Hola-what? What Holacracy Could Mean for Organizations and Your Career

Spend Matters welcomes another guest post from David C. Wyld of Southeastern Louisiana University.

As a management professor and consultant, I’m a big believer in the adage “good artists copy, great artists steal” that is usually attributed to Pablo Picasso. A fairly well-known executive by the name of Steve Jobs who ran a fairly successful outfit in Apple was also an advocate of this concept. And so, whether you call it benchmarking, adopting best practices, or just plain copying what works and whatever your position in the organizational hierarchy may be, it’s a great career move to try and stay up on the latest management ideas that may be “adaptable” to your organization.

And so in that spirit, today’s buzzword is an idea that is truly a new concept for organizing - a concept that should make any manager at any level of any organization a bit to a lot nervous.

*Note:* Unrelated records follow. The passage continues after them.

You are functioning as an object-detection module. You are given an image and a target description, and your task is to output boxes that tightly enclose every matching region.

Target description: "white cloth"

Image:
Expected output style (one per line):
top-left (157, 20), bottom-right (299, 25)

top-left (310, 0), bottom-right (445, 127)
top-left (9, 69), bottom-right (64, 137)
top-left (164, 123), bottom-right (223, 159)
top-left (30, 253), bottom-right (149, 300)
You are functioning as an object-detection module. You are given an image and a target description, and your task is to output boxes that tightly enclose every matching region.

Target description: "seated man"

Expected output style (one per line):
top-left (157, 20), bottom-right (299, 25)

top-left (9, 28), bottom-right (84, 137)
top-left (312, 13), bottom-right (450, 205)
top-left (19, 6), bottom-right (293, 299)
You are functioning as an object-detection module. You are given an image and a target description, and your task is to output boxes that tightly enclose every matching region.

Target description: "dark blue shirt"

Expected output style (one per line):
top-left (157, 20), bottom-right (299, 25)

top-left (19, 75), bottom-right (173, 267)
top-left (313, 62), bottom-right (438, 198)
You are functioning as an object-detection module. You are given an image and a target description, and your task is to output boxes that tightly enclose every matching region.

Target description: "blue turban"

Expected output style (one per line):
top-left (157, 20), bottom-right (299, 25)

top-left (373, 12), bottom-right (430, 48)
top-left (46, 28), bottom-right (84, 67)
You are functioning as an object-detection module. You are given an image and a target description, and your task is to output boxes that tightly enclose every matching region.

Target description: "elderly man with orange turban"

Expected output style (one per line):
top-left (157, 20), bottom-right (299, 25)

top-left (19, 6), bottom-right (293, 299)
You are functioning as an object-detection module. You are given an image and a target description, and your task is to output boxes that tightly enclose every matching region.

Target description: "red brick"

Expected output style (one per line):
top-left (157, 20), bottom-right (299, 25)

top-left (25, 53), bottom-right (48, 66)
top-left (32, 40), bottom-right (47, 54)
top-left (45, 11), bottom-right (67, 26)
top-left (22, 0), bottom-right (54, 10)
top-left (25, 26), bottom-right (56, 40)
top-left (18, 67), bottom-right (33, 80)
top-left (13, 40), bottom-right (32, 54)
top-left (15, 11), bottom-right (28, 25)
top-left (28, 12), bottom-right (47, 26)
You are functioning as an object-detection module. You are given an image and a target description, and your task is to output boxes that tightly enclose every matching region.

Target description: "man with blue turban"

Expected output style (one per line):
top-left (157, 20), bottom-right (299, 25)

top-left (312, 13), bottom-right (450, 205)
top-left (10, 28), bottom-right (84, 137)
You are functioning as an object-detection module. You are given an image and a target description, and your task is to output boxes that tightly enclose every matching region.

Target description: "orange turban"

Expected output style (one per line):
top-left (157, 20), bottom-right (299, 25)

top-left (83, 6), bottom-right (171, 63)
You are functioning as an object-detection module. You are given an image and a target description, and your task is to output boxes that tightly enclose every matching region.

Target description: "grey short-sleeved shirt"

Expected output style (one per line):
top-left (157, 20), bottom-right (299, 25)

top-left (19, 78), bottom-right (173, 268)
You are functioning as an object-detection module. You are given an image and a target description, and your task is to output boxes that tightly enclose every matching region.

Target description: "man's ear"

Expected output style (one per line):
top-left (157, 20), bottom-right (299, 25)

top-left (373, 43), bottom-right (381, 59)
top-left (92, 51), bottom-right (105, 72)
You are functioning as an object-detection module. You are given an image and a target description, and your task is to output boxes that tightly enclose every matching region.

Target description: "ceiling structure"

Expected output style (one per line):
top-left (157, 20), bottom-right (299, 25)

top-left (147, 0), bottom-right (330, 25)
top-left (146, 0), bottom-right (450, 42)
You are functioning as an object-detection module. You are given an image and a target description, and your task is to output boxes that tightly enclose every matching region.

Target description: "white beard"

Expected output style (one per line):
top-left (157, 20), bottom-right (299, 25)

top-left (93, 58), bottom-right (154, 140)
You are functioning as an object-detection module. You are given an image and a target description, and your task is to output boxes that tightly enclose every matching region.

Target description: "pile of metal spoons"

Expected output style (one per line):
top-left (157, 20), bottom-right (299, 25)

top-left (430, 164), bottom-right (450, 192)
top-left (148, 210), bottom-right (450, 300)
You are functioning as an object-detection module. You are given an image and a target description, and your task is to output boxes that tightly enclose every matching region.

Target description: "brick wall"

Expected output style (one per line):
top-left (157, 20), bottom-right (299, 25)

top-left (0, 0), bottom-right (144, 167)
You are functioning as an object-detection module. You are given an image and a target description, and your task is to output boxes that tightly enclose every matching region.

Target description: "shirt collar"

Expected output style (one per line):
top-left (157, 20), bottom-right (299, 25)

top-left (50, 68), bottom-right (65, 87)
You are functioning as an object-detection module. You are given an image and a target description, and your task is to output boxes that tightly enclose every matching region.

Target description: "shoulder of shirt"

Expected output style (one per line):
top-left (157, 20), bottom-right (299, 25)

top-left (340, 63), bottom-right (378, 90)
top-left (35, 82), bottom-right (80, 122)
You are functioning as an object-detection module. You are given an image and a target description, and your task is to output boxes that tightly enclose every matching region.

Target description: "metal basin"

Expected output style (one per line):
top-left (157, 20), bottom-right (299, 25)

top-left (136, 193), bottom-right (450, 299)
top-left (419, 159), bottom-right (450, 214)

And when you read a headline in the Washington Post that reads: “Zappos says goodbye to bosses,” if you have a C as the first letter in your job title, you may well feel your heart rate go up a bit.

The concept is holacracy. What does that mean? Let’s go the source, as there’s already an organization called HolacracyOne, devoted to this emerging concept. They describe it as “a comprehensive practice for structuring, governing, and running an organization. It replaces today’s top-down predict-and-control paradigm with a new way of achieving control by distributing power. It is a new ‘operating system’ that instills rapid evolution in the core processes of an organization.”

In a holacratic organization, work is organized around the tasks that need to be done, with employees filling roles, none of which being explicitly managerial. Thus, any semblance of a traditional hierarchy of managers and subordinates is eliminated and power is distributed throughout the organization. However, it’s not a “wild and free” environment, as there is an explicit governing process to make sure expectations and responsibilities are met throughout the company. As HolacracyOne put it:

“Holacracy places the seat of organizational power in an explicit process, one which organizes around an explicit purpose. This allows emergent behavior of the whole system, without being controlled by either a single heroic leader or even the collective group.”

The process of a holacracy is based on the Holacracy Constitution, which “documents the core rules, structure, and processes of the Holacracy Organizational Operating System. It enables an organization wishing to use the Holacracy system to anchor that intention concretely and in detail, and ensures everyone has access to the ‘rules of the game.’”

The Zappos story has garnered a great deal of media attention for the holacracy concept because of just who is involved in it. The firm’s current CEO, Tony Hsieh, has been regarded as a maverick leader who has been allowed to nurture a unique and innovative culture within Zappos, even as it is owned by Jeff Bezos’ Amazon. But is has also been a big story because the company has vowed to fully implement holacracy in its organization by the end of 2014 - meaning no more “managers” by the end of the year.

In the Washington Post story, John Bunch, who is leading Zappo’s holacracy transition as an advisor to Tony Hsieh, explained that as the company grew, bureaucracy was impeding Zappos’ ability to get things done. So, the decision was made to implement holacracy, making Zappos the largest company to date to commit to this new way of organizing. As Bunch said, “While people have latched on to the idea that Zappos is getting rid of managers, what the company is actually doing is decoupling the professional development side of the business from the technical getting-the-work-done side.”

To be certain, Zappos’ move to wholeheartedly embrace holacracy will be a “must watch” business story, and the degree of success or failure - and actual speed - the company finds in moving to this new form of organization will likely be a huge influence on whether the concept will go mainstream or not. In other words, will it become a best practice to be copied from organization to organization? From the consultant/professor side, it will be interesting to see the degree to which holacracy will become an accepted way of organizing not just companies, but also health care and - dare we say it - government agencies.

Yet, to me, the real story here is the fact that leaders such as Tony Hsieh have the - how do I put it delicately - cojones - to make such bold decisions. There are countless great stories in business about leaders who have made similar decisions that are “bet the company”-level risky moves, moves that are even made bolder when taken not at a time when the company was doing badly, but when it was doing fairly well by most conventional measures. And so you must ask yourself: Would you be able to make a similar move that would (hopefully) pay off for you and your organization? And secondly - but just as importantly - are you giving your employees the encouragement - and space and support - to do so themselves? Maybe not for such “big picture” moves, but certainly for the little areas of discretion in which one worker, one group, one team, etc. can make a difference in the way any organizational function - from IT to procurement to sales to HR to heck, housekeeping - is done.

I’m not just talking about large for-profit firms that choke off innovation and prevent any meaningful change from occurring. There’s also the problem of rewarding status quo managers who do nothing more than making certain that there is an unrelenting emphasis on order over excellence and achievement.

No doubt, saying “Let’s change our structure to a holacracy” is the “double reverse fake punt” of managerial moves. It may be regarded as a gamble by many, but for others, it may be regarded as a smart play - especially if it builds on the good practice. In the meantime, let's see if this big play works out for Zappos.